Knowing the future changes the future. In his current future’s past, he gets shot and doesn’t die. Everything he did at this point would change things. A flinch in a different direction, walking at a different speed, standing and staring at the back door… anything at this point would change where those bullets hit. Knowing the future changes the future. He might not be lucky enough to leave with a broken collarbone and collapsed lung this time.
The shooter was coming for him. He had caught this student cheating. Garrett Jones had failed the course, causing him to drop out of school. His girlfriend didn’t want to date a dropout… his life fell apart. In his note, the student conveniently left out his cheating, poor test scores, and missing assignments. He blamed everything on the professor and he was coming.
Walden looked at the exits and the open sight lines to the back door. Running to the exit was how he remembered being shot. He dove behind the lectern and began to shake, slipping forward another two years. If he stayed here too long, no one would slap him back to the present moment and he’d enter a slip-chain and pass his death. He wondered if this second slip was informed by the first slip… he still didn’t remember slipping on this day, so slip-chains were linear, not affected by the present moment, but slipping along the same timeline as they initial displacement. He was remembering a changed and now nonexistent future. He hadn't hid behind the lectern before. He remembered getting shot while walking towards the exit.
There were a lot of implications to this, if he lived, and if he could write this down before slipping back to the present moment and losing it, it would be a significant discovery.
He heard the back door open and close. He held his breath. He heard footsteps walking towards the front of the room. They stopped. The shooter grunted. The professor sat for what seemed like an eternity in silence.
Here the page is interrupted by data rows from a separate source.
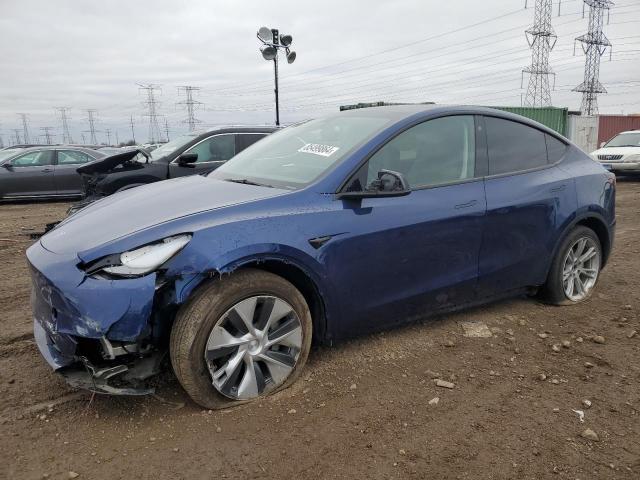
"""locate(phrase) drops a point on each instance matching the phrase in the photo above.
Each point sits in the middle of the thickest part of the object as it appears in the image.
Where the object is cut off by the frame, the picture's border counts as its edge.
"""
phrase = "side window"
(34, 159)
(247, 139)
(555, 149)
(514, 147)
(72, 157)
(215, 149)
(431, 153)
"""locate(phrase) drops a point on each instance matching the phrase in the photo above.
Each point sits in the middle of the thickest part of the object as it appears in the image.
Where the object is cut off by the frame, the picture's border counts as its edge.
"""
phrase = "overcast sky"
(90, 55)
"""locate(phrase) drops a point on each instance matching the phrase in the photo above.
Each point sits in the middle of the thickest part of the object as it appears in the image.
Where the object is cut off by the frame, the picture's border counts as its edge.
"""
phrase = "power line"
(541, 38)
(66, 136)
(16, 132)
(133, 132)
(25, 126)
(92, 126)
(47, 134)
(190, 105)
(152, 111)
(594, 45)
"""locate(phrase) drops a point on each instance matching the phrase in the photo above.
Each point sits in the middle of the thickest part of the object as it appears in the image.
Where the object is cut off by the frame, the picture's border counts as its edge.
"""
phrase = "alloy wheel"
(253, 347)
(580, 269)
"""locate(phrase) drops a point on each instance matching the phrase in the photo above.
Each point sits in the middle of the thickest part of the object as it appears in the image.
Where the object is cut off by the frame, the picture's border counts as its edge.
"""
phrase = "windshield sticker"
(318, 149)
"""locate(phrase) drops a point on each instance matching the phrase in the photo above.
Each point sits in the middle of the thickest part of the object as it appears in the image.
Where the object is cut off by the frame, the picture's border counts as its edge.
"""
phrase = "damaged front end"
(94, 173)
(106, 335)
The shooter took his backpack off, unzipped it, and put his gun back in his bag. He casually walked back out of the room.
The professor waited a while and then called the cops. He slipped forward again while on the phone. He ran outside, quickly wrote, “The shooter is Garrett Jones” on his arm and yelled, “hit me!” at the first person he saw. He was smacked back to his present age and didn’t die of temporal displacement.
Months later, he would find that notes written on your arm while in a future state are inadmissible in court. Which made sense because what our displaced future selves remembered in the present of the future changed the future. The fact that we know what our future selves will experience, changes what our future selves will experience. They are not facts.
The school’s video cameras are admissible in court. But they merely showed Garrett Jones not shooting anyone. The video showed him walking into a classroom holding a gun in an open carry state, stopping, and putting the gun into his bag. He hadn’t shot it, pointed it at anyone, or made any threats. The video showed him walking into a room and walking out.
Now, there was an unrealized future where a school shooting took place. In the realized timeline, Garrett Jones hadn’t started shooting, hadn’t wandered through campus unloading and reloading his gun injuring and killing, and hadn’t been gunned down by the police. He would have, but when he walked into the classroom and didn’t see the professor, he decided to come back another time. There was no evidence in the present that was admissible in court.
Garrett Jones started dating a barista who had written Garrund on his cup when they first met. He got a job at the local gun store and firing range. Doctor Walden had slipped back to the present, forgetting his discovery of linear chain-slipping, and started seeing a therapist for future-state anxiety.